Ceza İndirimi Gerektiren Hallerin Uygulanmaması ve Ek Savunma Hakkı: İddianame veya mütalaada, sanık hakkında ceza indirimini gerektiren bir sevk maddesi olmasına rağmen, mahkeme mahkumiyet hükmü kurarken indirim hükmünü uygulamayacaksa, sanığa ek savunma hakkı tanımalıdır. İddia makamı olan savcılık tarafından ceza indirimi istenmesine rağmen mahkemenin bunu uygulamaması sanığın cezasını arttıran hal olarak kabul edilmektedir. Örneğin, iddianame ve mütalaada etkin pişmanlık hükümlerinin uygulanması talep edilmesine rağmen, mahkeme somut olayda bir ceza indirimi nedeni olan etkin pişmanlık hükümlerinin uygulanmasına yer olmadığını düşünüyorsa sanığa ek savunma hakkı tanımalıdır. İddianame ve mütalaada yer alan bir ceza indiriminin uygulanmaması nedeniyle sanığa ek savunma hakkı verilmesini gerektiren haller şunlardır:

  • Sanık hakkında iddianame ve mütalaada suça teşebbüs hükümlerinin uygulanması talep edilmiş ve mahkemece suça teşebbüs hükümleri uygulanmayacaksa, sanığa ek savunma hakkı verilmelidir.

Sanık hakkında, müştekiye yönelik basit kasten yaralama suçundan kurulan mahkumiyet hükmüne yönelik temyiz itirazlarının incelenmesinde; Sanık hakkında, müşteki oğlunu kasten yaralamaya teşebbüs suçundan kamu davası açılması karşısında, 5237 sayılı TCK’nin 35. maddesinin uygulanmama ihtimaline binaen sanığa 5271 sayılı CMK’nin 226. maddesi uyarınca ek savunma hakkı verilmesi gerektiğinin düşünülmemesi, bozma nedenidir (Y1CD-K.2021/15072)

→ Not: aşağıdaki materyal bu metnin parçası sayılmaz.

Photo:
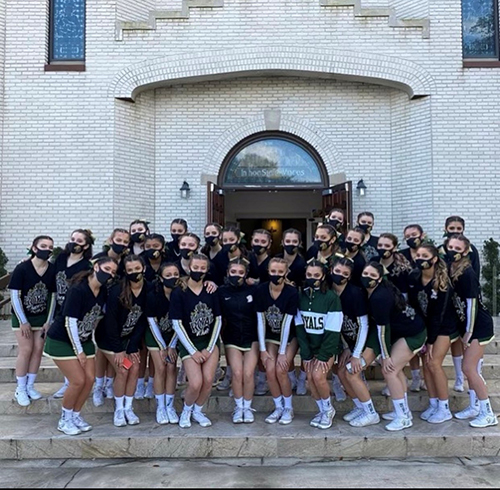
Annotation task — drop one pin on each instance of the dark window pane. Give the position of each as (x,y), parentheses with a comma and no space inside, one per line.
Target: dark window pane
(275,162)
(479,29)
(68,30)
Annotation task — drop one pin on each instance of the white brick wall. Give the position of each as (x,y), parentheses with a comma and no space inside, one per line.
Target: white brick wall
(73,156)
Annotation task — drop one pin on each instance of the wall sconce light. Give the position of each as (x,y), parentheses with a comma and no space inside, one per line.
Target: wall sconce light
(185,190)
(361,187)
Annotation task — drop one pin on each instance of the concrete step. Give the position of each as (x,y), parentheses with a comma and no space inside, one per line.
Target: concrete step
(36,437)
(220,402)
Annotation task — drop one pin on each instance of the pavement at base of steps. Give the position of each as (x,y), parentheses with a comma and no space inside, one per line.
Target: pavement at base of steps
(253,473)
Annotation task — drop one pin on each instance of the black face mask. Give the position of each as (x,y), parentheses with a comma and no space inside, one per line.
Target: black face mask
(235,281)
(338,279)
(211,241)
(151,254)
(43,254)
(118,249)
(186,253)
(229,248)
(290,249)
(135,276)
(454,256)
(423,264)
(351,246)
(74,248)
(414,242)
(335,223)
(259,249)
(102,276)
(171,282)
(321,245)
(197,276)
(312,283)
(368,282)
(276,280)
(138,237)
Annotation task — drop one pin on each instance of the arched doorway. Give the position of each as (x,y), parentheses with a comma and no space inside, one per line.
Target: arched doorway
(275,180)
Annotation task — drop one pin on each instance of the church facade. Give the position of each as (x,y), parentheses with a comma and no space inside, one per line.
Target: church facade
(268,111)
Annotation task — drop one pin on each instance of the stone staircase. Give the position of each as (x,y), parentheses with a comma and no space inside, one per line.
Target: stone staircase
(31,432)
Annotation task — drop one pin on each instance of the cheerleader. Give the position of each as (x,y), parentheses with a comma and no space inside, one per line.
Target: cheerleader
(318,322)
(161,342)
(178,227)
(354,333)
(239,335)
(400,334)
(430,293)
(276,306)
(138,230)
(475,327)
(121,339)
(73,259)
(196,318)
(69,340)
(32,291)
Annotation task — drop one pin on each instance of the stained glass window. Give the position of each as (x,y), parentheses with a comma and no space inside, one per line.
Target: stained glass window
(67,30)
(273,161)
(480,29)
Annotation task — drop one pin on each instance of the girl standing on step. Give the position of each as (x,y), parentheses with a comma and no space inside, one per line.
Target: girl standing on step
(161,342)
(276,306)
(475,327)
(431,294)
(196,318)
(33,297)
(318,324)
(239,335)
(69,340)
(125,324)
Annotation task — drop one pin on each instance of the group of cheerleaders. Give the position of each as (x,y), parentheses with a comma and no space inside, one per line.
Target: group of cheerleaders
(352,298)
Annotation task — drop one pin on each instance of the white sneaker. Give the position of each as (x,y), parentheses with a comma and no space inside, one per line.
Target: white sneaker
(365,419)
(119,418)
(173,418)
(338,391)
(185,420)
(286,416)
(60,392)
(149,394)
(248,417)
(274,416)
(428,413)
(68,427)
(225,384)
(81,424)
(238,415)
(202,419)
(301,387)
(22,397)
(140,391)
(415,384)
(484,420)
(98,397)
(131,417)
(354,413)
(459,385)
(316,420)
(262,388)
(161,416)
(440,416)
(399,423)
(327,419)
(467,413)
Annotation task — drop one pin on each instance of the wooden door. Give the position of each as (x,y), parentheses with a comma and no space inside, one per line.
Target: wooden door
(339,196)
(215,204)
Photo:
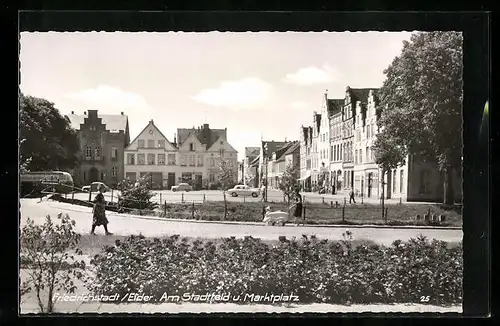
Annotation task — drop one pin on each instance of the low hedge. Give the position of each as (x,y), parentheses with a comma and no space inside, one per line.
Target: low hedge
(317,271)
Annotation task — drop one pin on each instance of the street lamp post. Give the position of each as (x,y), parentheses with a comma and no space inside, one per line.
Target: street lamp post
(266,163)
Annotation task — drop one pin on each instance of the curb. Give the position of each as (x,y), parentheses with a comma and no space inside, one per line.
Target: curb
(346,226)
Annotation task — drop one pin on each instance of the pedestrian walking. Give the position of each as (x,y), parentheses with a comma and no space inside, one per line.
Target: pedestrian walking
(298,207)
(99,212)
(351,196)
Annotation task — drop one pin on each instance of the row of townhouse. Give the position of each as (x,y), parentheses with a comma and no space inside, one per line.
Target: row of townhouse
(109,156)
(336,154)
(267,164)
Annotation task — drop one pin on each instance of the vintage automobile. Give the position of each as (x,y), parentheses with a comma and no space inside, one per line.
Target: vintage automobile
(243,190)
(94,186)
(275,218)
(182,187)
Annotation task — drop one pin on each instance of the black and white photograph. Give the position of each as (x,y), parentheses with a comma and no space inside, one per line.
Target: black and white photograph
(241,172)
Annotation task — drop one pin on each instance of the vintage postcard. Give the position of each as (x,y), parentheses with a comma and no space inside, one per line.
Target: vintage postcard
(235,172)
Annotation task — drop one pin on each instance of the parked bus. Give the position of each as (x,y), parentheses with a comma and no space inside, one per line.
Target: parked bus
(50,181)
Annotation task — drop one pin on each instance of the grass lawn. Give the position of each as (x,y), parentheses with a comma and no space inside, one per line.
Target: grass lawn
(93,244)
(398,214)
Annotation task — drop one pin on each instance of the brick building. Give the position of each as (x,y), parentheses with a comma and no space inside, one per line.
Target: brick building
(103,139)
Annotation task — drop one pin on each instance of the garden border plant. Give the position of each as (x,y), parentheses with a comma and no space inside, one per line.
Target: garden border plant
(318,271)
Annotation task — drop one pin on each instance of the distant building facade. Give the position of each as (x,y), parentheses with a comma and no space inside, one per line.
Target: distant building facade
(193,157)
(103,139)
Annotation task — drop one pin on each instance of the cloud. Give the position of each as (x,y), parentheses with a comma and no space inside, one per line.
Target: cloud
(299,105)
(109,97)
(243,93)
(312,75)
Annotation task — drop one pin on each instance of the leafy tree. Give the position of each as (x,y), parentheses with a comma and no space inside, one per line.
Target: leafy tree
(45,255)
(136,195)
(48,141)
(422,101)
(226,178)
(288,182)
(389,154)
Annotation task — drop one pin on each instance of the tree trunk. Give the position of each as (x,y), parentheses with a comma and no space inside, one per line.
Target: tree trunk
(383,195)
(448,195)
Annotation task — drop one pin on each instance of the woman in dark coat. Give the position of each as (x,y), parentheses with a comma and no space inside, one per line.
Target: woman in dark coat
(298,206)
(99,213)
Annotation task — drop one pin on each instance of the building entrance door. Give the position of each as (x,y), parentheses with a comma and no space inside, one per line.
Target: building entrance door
(171,180)
(93,175)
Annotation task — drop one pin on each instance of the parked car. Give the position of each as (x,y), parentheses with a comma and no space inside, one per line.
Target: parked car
(275,218)
(182,187)
(94,186)
(243,190)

  • Sanığın yaş küçüklüğü nedeniyle daha az ceza indirimi gerektiren bir madde uygulanacaksa, örneği iddianame ve mütalaada TCK m.31/2’den ceza indirimi istenmesine rağmen, mahkeme yaş küçüklüğü nedeniyle daha az ceza indirimi öngören TCK m.31/3’ten indirim yapacaksa sanığa ek savunma hakkı tanımalıdır. Özellikle belirtelim ki, iddianame ve mütalaada yaş küçüklüğü nedeniyle ceza indirimi istenmesine rağmen nüfus kayıtlarına göre açıkça sanığın yaşı 18’den büyükse ve nüfus kaydı duruşmada okunmuşsa, mahkeme sanığa ek savunma hakkı vermeden de indirim hükümlerini uygulamayabilir.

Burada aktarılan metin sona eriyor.